Lale kocasının gözlerine doluşan yaşları fark edince konuyu değiştirmeye çalıştı.
-Sahi Murat, hani sen bir sandalcıdan bahseder dururdun bana. Sevdalı mıymış neymiş… Yoksa o mu, sandalcı Ali Amca dediğin?
-Evet canım, ta kendisi. Marmara’nın kirlenmeye başladığı yıllardı. Ali Amca kıyıdaki barınakta yatar kalkardı. Burada çoğunluk kiraladığı sandalla açılır, öyle denize girerdi. Biz de hem denize girer hem de balık tutardık. Biz buralardan ayrıldığımızda henüz ellisinde bile yoktu adamcağız ama aşk acısıyla çökmüş bir garibandı; bütün gün dilinde bir zamanlar sevdiği pavyon şarkıcısının şarkıları, sabahtan akşama kadar ufak ufak demlenirdi. Kimseye zararı dokunduğunu görmedik doğrusu. Bir yandan olta yapar, satar, bir yandan da elinde kalan iki, üç sandalı kiralar, ekmeğini kazanırdı. Hiç unutmam, babam da ilk oltamı ona hazırlatmıştı.
-Elinde kalan dediğine göre…
-Diyorum ya, onun hayatı da ayrı bir hikâye; anlattığına göre çok para akıtmış bir zamanlar bu şarkıcıya. Daha gencecik bir kızken görmüş bunu, tutulmuş. Pavyon dünyası bu, aşk meşk dinler mi… Balıkçı teknesini de, elinde avucunda ne varsa hepsini pavyonda harcamış bizimki. Babam pek sık sandalla çıktığından epey derdini dinlemiştir onun. Hatırladığıma göre babası her ne sebeptense, hapse girince düşmüş kız pavyona. Bir gün babasının onu kurtarmasını beklermiş. Bunun gibi bir şeyler anlatmış babama. Çok param olsa pavyonu kapatır kurtarırım onu derdi. Ama bildiğim kadarıyla sandalcılıktan pek para kazandığı da yoktu. Kazandığı üç beş kuruşu da gider o pavyona bırakır gelirdi.
-Muratçığım, artık kalksak mı, baksana gelen geçen bize bakıyor, çocuklar gibi şu duvarın üzerinde oturduk, kaldık. Hem ben gerçekten çok acıktım, üstelik şu sandalcıyı da çok merak ettim. Acaba halâ buralarda mı?
-Hadi gidelim, bakalım. Bulursak, seni de sandala bindiririm, ne dersin…
Genç adam iyice örselenmiş anılarına arkasını döndü, karısının elini sıkıca tuttu. Uzun yıllar ailesiyle yazlığa geldikleri Suadiye sahiline doğru yürüdüler.
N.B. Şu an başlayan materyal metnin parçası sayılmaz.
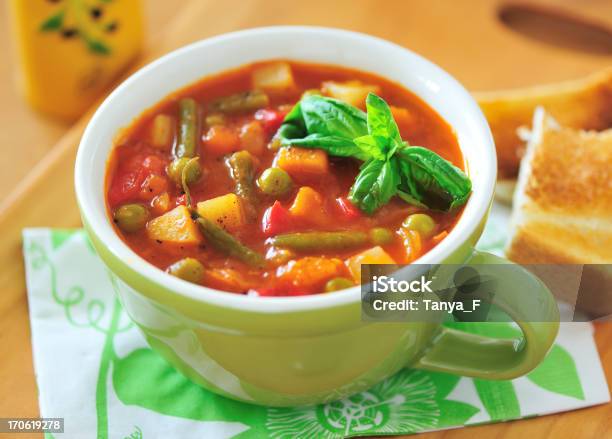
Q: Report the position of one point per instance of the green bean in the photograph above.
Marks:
(188, 269)
(338, 283)
(131, 217)
(275, 182)
(188, 127)
(214, 119)
(189, 171)
(242, 171)
(320, 241)
(225, 243)
(422, 223)
(193, 172)
(241, 102)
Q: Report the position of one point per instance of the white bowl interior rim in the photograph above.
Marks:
(184, 66)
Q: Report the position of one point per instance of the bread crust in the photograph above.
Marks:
(582, 104)
(563, 204)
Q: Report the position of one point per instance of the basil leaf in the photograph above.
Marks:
(432, 180)
(410, 199)
(325, 123)
(381, 125)
(368, 146)
(375, 184)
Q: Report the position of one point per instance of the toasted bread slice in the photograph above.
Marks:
(563, 203)
(562, 211)
(582, 104)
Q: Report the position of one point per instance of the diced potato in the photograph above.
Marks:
(351, 92)
(175, 227)
(308, 205)
(252, 138)
(220, 140)
(162, 131)
(274, 78)
(375, 255)
(310, 272)
(225, 210)
(302, 162)
(161, 203)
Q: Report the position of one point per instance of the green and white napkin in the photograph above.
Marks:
(94, 369)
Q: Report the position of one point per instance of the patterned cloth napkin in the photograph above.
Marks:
(94, 369)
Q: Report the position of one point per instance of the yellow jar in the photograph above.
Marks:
(71, 50)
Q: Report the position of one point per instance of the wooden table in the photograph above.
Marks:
(465, 38)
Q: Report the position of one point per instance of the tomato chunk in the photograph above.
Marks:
(277, 291)
(349, 210)
(270, 119)
(126, 186)
(276, 219)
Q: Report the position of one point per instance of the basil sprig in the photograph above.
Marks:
(391, 166)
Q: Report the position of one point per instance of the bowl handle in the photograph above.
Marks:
(528, 302)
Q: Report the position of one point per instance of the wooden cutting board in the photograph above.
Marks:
(466, 38)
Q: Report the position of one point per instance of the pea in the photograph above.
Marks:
(381, 236)
(338, 283)
(175, 170)
(131, 217)
(275, 182)
(422, 223)
(188, 269)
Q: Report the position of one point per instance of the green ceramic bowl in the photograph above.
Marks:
(286, 351)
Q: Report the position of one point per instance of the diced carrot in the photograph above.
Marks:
(302, 162)
(308, 206)
(310, 272)
(174, 227)
(252, 138)
(375, 255)
(349, 210)
(220, 140)
(225, 210)
(439, 237)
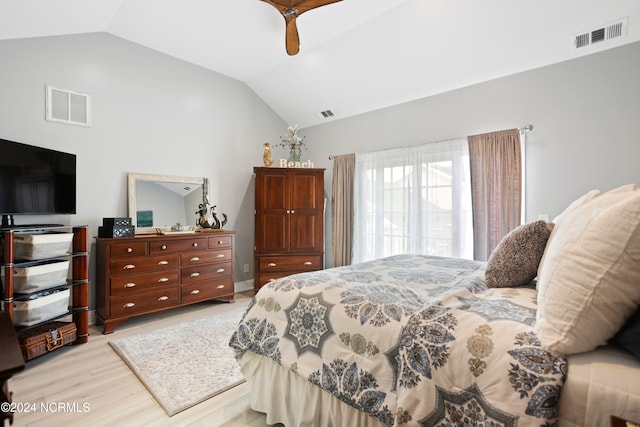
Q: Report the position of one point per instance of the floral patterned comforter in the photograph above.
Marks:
(411, 340)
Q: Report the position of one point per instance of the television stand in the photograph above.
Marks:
(24, 226)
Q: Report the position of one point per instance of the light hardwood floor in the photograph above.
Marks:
(93, 374)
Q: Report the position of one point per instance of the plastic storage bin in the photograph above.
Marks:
(40, 246)
(39, 277)
(40, 306)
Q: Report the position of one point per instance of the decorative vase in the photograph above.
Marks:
(294, 154)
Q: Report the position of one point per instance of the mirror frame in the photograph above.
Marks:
(131, 184)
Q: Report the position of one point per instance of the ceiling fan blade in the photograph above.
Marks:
(292, 39)
(306, 5)
(290, 10)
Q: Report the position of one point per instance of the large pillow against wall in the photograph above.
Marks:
(515, 260)
(629, 336)
(588, 278)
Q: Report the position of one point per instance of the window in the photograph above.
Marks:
(413, 200)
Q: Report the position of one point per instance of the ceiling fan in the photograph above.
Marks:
(290, 10)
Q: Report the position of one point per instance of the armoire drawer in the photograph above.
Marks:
(135, 283)
(144, 264)
(292, 262)
(145, 301)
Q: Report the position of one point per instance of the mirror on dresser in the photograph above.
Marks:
(161, 201)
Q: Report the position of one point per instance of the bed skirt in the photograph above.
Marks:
(289, 399)
(600, 383)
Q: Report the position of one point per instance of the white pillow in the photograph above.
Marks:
(589, 277)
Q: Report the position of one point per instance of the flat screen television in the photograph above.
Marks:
(35, 181)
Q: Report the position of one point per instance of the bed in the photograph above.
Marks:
(416, 340)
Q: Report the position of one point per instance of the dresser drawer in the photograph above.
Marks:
(220, 241)
(297, 263)
(267, 276)
(205, 272)
(144, 264)
(173, 245)
(135, 283)
(205, 290)
(197, 258)
(128, 249)
(145, 301)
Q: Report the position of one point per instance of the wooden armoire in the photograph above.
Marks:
(289, 222)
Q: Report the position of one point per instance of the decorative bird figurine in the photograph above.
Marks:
(290, 10)
(266, 156)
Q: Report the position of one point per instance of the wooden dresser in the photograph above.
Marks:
(289, 222)
(145, 274)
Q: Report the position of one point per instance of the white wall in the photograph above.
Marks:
(585, 114)
(151, 114)
(156, 114)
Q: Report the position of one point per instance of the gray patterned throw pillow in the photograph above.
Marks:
(514, 262)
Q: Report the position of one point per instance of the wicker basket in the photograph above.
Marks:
(45, 338)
Kıyıya geldiklerinde sandalcının yerinde birkaç derme çatma tahta masa ve sandalyeden oluşmuş küçücük bir balıkçı lokantasıyla karşılaştılar. Murat hayal kırıklığıyla içini çekti.
-Gördün mü bak, o da gitmiş işte. Ne sandal var ne sandalcı.
– Hadi gelmişken şurada bir şeyler yiyelim, belki sandalcıya ne olduğunu öğrenebiliriz.
Mavi plastik örtülü masalardan birine oturdular. Mutfak olarak kullanılan minik barakadan şarkı söyleyen bir kadının sesi geliyordu. Şarkının sözleri çok tanıdıktı. Murat heyecanla yerinden kalktı. Barakanın naylon kaplı penceresinden içeriye baktı; balıkları ayıklayan adam da, salataları yıkarken keyifle şarkı söyleyen kadın da yabancısı değildi.
Dönerlerken yine o bahçe duvarının önünden geçtiler. Murat gözlerini kapattı. Bir an için babasını duvarın üzerine oturmuş, dinlenirken gördü. Babası da mutluydu, Murat da.